# Who is the father of energy?

## Who is the father of energy?

James Prescott Joule

James Prescott Joule FRS FRSE
Children Benjamin Arthur Alice Amelia Henry
Awards Royal Medal (1852) Copley Medal (1870) Albert Medal (1880)
Scientific career
Fields Physics

Who was James Joule?

James Prescott Joule, (born December 24, 1818, Salford, Lancashire [now in Greater Manchester], England—died October 11, 1889, Sale, Cheshire), English physicist who established that the various forms of energy—mechanical, electrical, and heat—are basically the same and can be changed one into another.

What did James Joule discover?

Joule’s First Law In 1841 he discovered what became known as Joule’s First Law. This defined the relationship between the amount of heat produced and the current flowing through a conductor.

### Who named energy?

Thomas Young (1773 − 1829) first introduced the word “energy” to the field of physics in 1800, but the word did not gain popularity. Thomas Young later established the wave nature of light through interference experiments.

What is joule’s first law?

“Joule’s first law” (Joule heating), a physical law expressing the relationship between the heat generated and current flowing through a conductor. Joule’s second law states that the internal energy of an ideal gas is independent of its volume and pressure, depending only on its temperature.

What is the mathematical expression of joule’s Law?
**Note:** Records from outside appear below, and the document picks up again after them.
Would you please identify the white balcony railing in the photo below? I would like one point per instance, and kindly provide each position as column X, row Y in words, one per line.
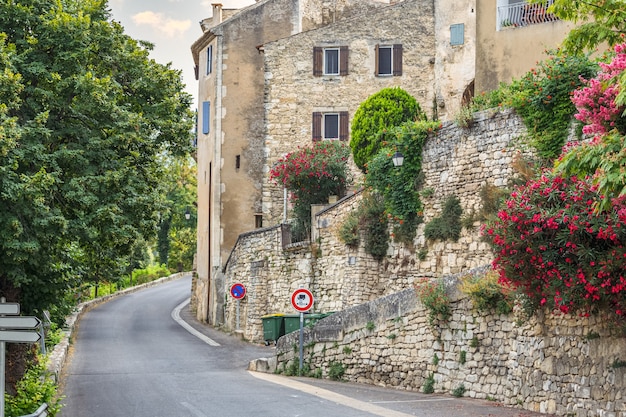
column 523, row 14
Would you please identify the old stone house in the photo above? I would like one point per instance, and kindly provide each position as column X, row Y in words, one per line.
column 273, row 74
column 230, row 128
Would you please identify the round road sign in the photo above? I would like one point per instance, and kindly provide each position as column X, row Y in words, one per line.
column 302, row 300
column 238, row 291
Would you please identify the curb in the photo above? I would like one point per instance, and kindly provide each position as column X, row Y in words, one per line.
column 57, row 357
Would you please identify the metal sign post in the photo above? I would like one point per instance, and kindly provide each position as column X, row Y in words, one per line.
column 237, row 291
column 302, row 300
column 14, row 329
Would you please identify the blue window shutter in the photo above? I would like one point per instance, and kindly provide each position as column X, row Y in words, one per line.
column 206, row 111
column 457, row 34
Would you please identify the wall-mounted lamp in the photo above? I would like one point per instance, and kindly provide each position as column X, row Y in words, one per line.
column 398, row 159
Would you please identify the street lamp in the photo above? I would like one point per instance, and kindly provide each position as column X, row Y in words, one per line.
column 397, row 159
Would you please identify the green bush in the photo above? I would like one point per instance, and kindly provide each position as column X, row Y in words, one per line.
column 376, row 227
column 383, row 110
column 542, row 98
column 148, row 274
column 336, row 371
column 435, row 298
column 349, row 230
column 34, row 389
column 486, row 293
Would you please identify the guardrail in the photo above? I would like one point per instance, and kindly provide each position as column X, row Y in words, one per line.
column 41, row 411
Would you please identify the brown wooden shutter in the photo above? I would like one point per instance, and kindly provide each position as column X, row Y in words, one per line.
column 397, row 59
column 317, row 126
column 318, row 61
column 343, row 125
column 376, row 60
column 343, row 60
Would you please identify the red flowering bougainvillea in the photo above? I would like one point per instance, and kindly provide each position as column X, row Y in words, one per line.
column 553, row 245
column 312, row 174
column 596, row 101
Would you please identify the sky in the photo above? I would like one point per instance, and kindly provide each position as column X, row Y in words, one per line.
column 172, row 26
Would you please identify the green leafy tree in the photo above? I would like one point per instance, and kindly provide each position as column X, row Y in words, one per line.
column 399, row 186
column 387, row 108
column 598, row 22
column 88, row 117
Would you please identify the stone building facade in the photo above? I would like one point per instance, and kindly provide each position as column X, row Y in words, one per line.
column 231, row 125
column 295, row 93
column 455, row 161
column 258, row 93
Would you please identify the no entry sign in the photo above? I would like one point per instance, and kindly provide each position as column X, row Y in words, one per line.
column 238, row 291
column 302, row 300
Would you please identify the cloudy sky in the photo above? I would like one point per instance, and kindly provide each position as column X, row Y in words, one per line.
column 171, row 25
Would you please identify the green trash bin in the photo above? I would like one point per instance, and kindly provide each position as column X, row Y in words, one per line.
column 273, row 327
column 292, row 321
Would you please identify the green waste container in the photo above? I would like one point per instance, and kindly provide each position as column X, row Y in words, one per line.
column 273, row 327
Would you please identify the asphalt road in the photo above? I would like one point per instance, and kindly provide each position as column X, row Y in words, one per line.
column 131, row 358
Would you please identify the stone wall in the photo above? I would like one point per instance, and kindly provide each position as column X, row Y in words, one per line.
column 560, row 364
column 455, row 160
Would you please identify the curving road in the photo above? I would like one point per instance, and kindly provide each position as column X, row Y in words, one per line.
column 131, row 358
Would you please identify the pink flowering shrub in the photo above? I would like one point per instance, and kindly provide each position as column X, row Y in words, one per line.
column 596, row 102
column 554, row 247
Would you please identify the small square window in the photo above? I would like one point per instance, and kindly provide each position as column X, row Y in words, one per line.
column 457, row 34
column 209, row 59
column 331, row 61
column 385, row 66
column 206, row 117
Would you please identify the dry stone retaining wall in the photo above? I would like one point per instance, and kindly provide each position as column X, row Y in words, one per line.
column 548, row 363
column 340, row 277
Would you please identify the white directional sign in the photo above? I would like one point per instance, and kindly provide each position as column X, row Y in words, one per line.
column 9, row 308
column 17, row 336
column 17, row 322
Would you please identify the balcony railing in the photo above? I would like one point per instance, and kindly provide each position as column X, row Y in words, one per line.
column 524, row 14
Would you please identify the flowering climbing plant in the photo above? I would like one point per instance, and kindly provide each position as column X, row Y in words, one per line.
column 312, row 174
column 596, row 102
column 553, row 245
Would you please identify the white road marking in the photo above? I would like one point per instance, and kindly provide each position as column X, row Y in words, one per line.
column 329, row 395
column 186, row 326
column 193, row 409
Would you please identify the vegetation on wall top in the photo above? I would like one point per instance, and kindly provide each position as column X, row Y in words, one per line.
column 383, row 110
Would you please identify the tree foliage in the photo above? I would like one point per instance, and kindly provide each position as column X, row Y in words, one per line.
column 385, row 109
column 85, row 122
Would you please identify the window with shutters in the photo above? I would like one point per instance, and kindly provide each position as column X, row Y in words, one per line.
column 330, row 61
column 388, row 60
column 330, row 126
column 206, row 116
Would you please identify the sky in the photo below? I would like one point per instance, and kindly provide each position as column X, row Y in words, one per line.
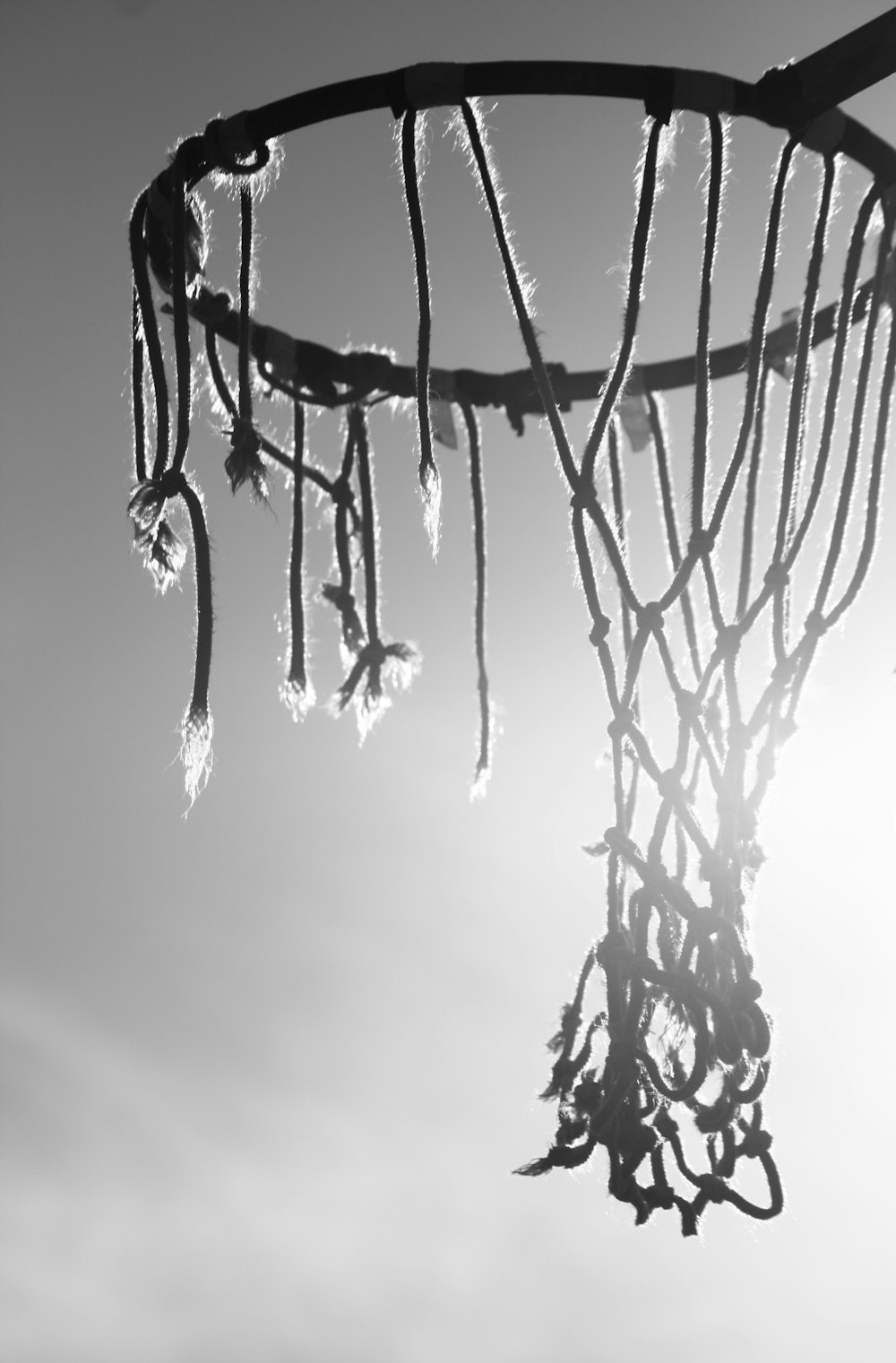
column 265, row 1070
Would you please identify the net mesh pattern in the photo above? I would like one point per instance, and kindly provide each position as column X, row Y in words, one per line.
column 681, row 1031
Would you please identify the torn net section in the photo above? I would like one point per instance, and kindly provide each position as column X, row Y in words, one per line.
column 684, row 1031
column 681, row 1031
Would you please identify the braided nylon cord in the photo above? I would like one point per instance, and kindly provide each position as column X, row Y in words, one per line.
column 682, row 1030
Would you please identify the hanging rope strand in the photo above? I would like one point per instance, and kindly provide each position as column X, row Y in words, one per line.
column 149, row 327
column 478, row 495
column 297, row 691
column 136, row 392
column 182, row 316
column 702, row 386
column 634, row 290
column 538, row 371
column 427, row 470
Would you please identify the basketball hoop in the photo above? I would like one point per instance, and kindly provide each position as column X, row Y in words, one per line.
column 681, row 1032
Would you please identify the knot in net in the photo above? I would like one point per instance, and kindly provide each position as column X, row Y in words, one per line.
column 752, row 531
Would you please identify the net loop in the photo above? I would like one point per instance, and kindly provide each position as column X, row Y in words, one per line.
column 728, row 641
column 702, row 543
column 814, row 625
column 622, row 722
column 599, row 630
column 230, row 148
column 650, row 617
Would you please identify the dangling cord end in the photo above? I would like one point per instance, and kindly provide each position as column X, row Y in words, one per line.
column 245, row 462
column 297, row 691
column 428, row 472
column 375, row 657
column 196, row 729
column 146, row 324
column 483, row 762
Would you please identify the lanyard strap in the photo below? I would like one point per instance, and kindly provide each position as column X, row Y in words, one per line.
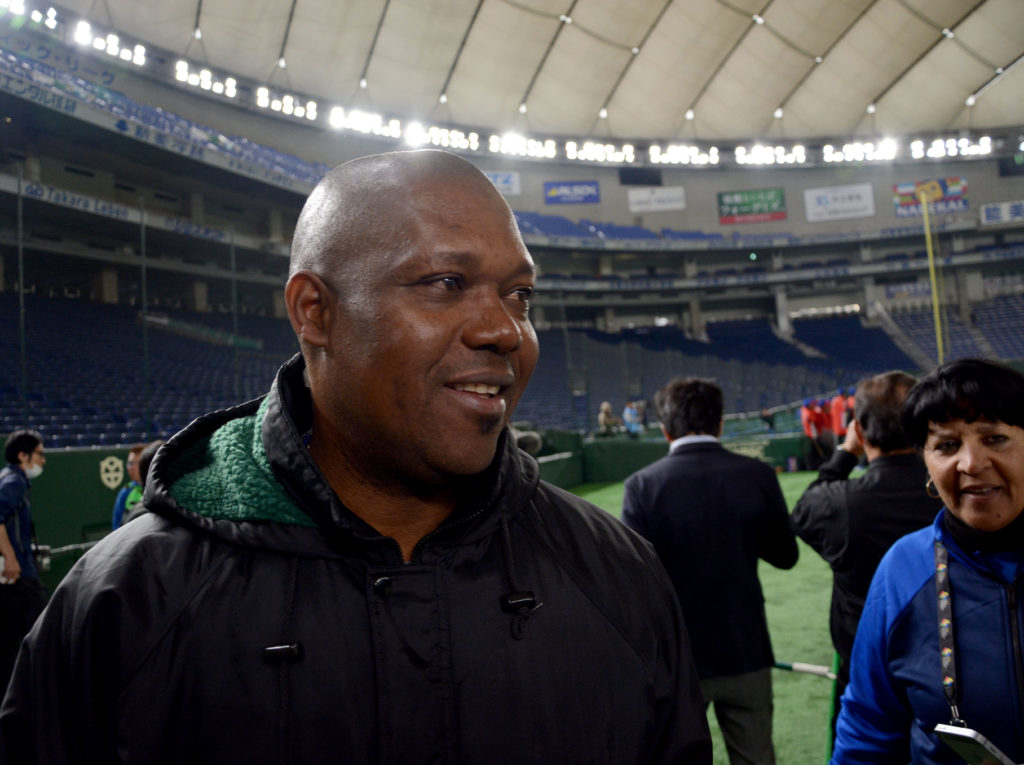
column 946, row 648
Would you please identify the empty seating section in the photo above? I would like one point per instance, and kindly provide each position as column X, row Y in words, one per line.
column 550, row 225
column 614, row 230
column 86, row 378
column 85, row 374
column 920, row 327
column 860, row 350
column 1001, row 320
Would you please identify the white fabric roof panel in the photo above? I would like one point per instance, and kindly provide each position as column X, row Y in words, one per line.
column 709, row 54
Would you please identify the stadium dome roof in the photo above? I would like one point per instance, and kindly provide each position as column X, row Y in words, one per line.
column 689, row 70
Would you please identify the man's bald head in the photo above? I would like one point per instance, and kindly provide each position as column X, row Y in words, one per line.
column 357, row 207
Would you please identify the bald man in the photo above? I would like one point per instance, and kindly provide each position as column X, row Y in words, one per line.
column 361, row 566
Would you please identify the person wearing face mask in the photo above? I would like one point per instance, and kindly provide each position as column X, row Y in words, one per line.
column 364, row 566
column 22, row 594
column 941, row 638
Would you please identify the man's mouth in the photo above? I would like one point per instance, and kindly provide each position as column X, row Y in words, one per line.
column 979, row 491
column 479, row 388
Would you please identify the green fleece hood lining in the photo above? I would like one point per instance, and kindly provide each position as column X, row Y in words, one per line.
column 227, row 476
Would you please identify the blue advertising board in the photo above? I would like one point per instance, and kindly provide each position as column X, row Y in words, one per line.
column 571, row 193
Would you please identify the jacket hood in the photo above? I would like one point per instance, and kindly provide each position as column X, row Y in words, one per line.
column 240, row 471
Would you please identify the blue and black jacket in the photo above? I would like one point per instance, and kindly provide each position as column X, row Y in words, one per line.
column 895, row 696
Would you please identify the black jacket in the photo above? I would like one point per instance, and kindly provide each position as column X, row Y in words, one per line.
column 711, row 514
column 852, row 523
column 252, row 619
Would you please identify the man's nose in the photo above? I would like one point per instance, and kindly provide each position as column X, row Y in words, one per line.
column 491, row 324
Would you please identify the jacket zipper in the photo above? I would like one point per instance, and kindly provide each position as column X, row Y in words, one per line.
column 1018, row 655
Joule’s Law states that H (Heat) = I (Current) x V (Voltage) x T (Time the current is allowed to flow). Or, written differently, H (Heat) = I2 (Current squared) x R (Resistance) x T (Time the current is allowed to flow).

#### Where is JP joule buried?

Brooklands Cemetery, WeybridgeJames Prescott Joule / Place of burial

Who discovered chemical energy?

Josiah Willard Gibbs
J. Willard Gibbs, in full Josiah Willard Gibbs, (born February 11, 1839, New Haven, Connecticut, U.S.—died April 28, 1903, New Haven), theoretical physicist and chemist who was one of the greatest scientists in the United States in the 19th century.